We also have a 21 year old daughter with Level 3 autism and severe intellectual disability.
She is in a two-person Medicaid waiver homes, staffed by recent immigrants who do not speak English. We have trouble coordinating her care, can't get information out of her direct caregivers. She can't understand much of anything going on around her on a daily basis and now the state has removed even her right to have her own language, which she can understand quite a bit of, in her own home.
You are supposed to create a care plan reflective of the individual's support needs, but the state won't allow that. They hide behind "patient's rights" and refuse to implement doctor-recommended lifestyle interventions to treat serious autoimmune diseases (like suspected Crohn's). She and her roommate mindlessly destroy all their personal property because they have severe ID. And staff say they can't take things away from them, even while thry are biting apart electronics. I wish to heck I was kidding.
She has a few more months of high school, and school is just as bad. She's been flopping at the end of the day, refusing to get in the van to go back to her house. Grown adults let her remain flopped for 3 to 5 hours after school because they say the state won't let them move her. Worse? They don't have a fire safety plan for her. Their general fire safety plan involves making staff stay in a burning building with kids who won't move. And they do not force kids who don't want to move to leave during fire drills. They assess whether the infraction of their "rights" is worth it to teach them to leave a burning building.
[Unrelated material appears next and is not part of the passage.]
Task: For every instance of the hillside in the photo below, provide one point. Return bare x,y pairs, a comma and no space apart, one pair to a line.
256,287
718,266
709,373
Disability care in Maine has gone utterly insane.
So much of my time is spent advocating. And, of course, medical appointments. Her caregivers can't communicate effectively with doctors. And making sure she has the clothes and personal care stuff she needs. We see her every weekend, taking her to see family, out to lunch and shopping, or to our home for overnight visits.
My entire life is caregiving. I want to go back to work, but I'm really not seeing how.
@triciaot If your sister was disabled prior to age 18, she can be eligible for many government monetary supports, medicare/medicaid, SSI, etc.
Many not-for-profits connected to her disability have staff social workers and financial benefit professionals who could help you get these benefits for your sister......as much or as little as you want.